Exil in Chile Margot Honecker hat offenbar Heimweh

Margot Honecker (Archivbild von 2010): Sehnsucht nach Wäldern und Pilzen
Foto: DPABerlin - Seit 20 Jahren lebt Margot Honecker, Witwe des früheren DDR-Staats- und SED-Parteichefs Erich, in Chile - weit entfernt von ihrer ehemaligen Heimat. Doch es scheint, dass sie sich nach eben dieser sehnt. Der Berliner Autor Frank Schumann traf die 84-Jährige in Chile und weiß zu berichten: "Sie lebt mit dem Kopf in Deutschland".
Am meisten vermisse sie die Wälder und die Pilze, sagte Schumann dem "Berliner Kurier". Zudem beschreibt der Autor sie als "sehr selbstbewusst", "tough", "sportiv" und "intellektuell voll wach". Über Deutschland informiere sie sich über das Internet, in dem sie täglich fünf bis sechs Stunden surfe.
Im Herbst 2011 hatte Margot Honecker dem Autor das Gefängnistagebuch ihres Mannes mit rund 400 Blatt ausgehändigt. Die jüngsten Aussagen von Schumann kommen zeitlich nicht ungelegen: Auszüge aus Erich Honeckers Tagebuch druckt die Zeitung ab Dienstag, am 16. Februar erscheint das Buch "Letzte Aufzeichnungen - Für Margot".
Schumann hatte bereits 1994 "Moabiter Notizen" von Honecker als 250-seitiges Buch herausgegeben. Darin hatte Honecker unter anderem politische Entwicklungen kommentiert. Die jetzt erscheinenden Notizen sind nach Auskunft des Verlages persönlicher gehalten. Am 25. August wäre Erich Honecker 100 Jahre alt geworden.
Er musste sich 1992 unter anderem wegen Totschlags im Zusammenhang mit dem Schießbefehl an der deutsch-deutschen Grenze vor Gericht verantworten. Er saß in Berlin-Moabit in Untersuchungshaft. Nach 169 Tagen wurde er schwer krebskrank entlassen, das Verfahren eingestellt. Er flog umgehend zu seiner Frau nach Chile, wo der 81-Jährige im Mai 1994 seinem Krebsleiden erlag.
Wie der SPIEGEL Anfang Januar unter Bezug auf BND-Erkenntnisse berichtete, soll die Ehe der Honeckers zerrüttet gewesen und nur aus Gründen der Partei- und Staatsräson aufrechterhalten worden sein.

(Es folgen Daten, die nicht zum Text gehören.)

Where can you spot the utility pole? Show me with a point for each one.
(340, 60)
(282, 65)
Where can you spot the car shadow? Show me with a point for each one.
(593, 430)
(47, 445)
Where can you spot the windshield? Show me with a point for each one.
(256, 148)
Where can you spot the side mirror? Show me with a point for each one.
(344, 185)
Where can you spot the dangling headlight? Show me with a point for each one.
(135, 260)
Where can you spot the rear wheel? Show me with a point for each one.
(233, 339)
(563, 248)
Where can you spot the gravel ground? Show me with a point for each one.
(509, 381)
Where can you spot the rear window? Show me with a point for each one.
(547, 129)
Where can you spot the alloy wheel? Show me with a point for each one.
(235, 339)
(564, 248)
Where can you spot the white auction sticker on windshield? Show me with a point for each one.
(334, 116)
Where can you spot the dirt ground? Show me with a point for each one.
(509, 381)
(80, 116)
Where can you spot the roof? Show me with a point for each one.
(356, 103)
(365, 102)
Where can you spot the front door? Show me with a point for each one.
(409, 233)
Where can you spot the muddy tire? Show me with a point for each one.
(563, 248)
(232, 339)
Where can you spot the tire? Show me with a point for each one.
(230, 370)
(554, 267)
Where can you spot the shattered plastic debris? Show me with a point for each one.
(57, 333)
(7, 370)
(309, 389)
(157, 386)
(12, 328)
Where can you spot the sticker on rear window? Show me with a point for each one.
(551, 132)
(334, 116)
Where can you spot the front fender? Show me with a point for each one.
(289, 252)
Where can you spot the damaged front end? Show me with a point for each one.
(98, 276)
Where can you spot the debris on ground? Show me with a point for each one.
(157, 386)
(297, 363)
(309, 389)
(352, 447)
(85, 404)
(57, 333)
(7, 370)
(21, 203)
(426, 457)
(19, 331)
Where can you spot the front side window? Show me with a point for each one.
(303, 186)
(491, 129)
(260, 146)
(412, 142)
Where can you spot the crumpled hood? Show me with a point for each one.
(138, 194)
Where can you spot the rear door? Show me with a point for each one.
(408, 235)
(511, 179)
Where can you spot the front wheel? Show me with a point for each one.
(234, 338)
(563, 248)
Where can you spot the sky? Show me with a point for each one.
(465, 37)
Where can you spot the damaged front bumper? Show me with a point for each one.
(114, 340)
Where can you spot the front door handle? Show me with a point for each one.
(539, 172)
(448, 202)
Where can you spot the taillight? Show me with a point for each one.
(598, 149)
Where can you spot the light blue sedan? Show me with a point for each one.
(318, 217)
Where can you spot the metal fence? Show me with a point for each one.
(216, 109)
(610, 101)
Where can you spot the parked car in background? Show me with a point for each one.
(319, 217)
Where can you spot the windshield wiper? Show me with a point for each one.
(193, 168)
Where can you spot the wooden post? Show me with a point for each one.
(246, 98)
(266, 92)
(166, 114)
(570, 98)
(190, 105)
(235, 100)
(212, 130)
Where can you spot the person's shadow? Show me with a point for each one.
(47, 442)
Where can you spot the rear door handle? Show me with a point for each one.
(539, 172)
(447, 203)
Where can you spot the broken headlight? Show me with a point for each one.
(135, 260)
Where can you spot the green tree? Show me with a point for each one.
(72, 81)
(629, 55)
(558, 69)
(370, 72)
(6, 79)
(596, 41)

Margot Honecker war mehr als Vierteljahrhundert lang - von 1963 bis zum Herbst 1989 - DDR-Volksbildungsministerin. Sie galt als dogmatisch und manchen Beobachtern auch als heimliche Machthaberin im Arbeiter- und Bauernstaat. Seit 1992 lebt sie im chilenischen Exil. Anfang des vergangenen Jahres war bekannt geworden, dass sie während ihrer täglichen Internet-Runden morgens SPIEGEL ONLINE liest. Das war Grund genug für einen persönlichen Morgengruß.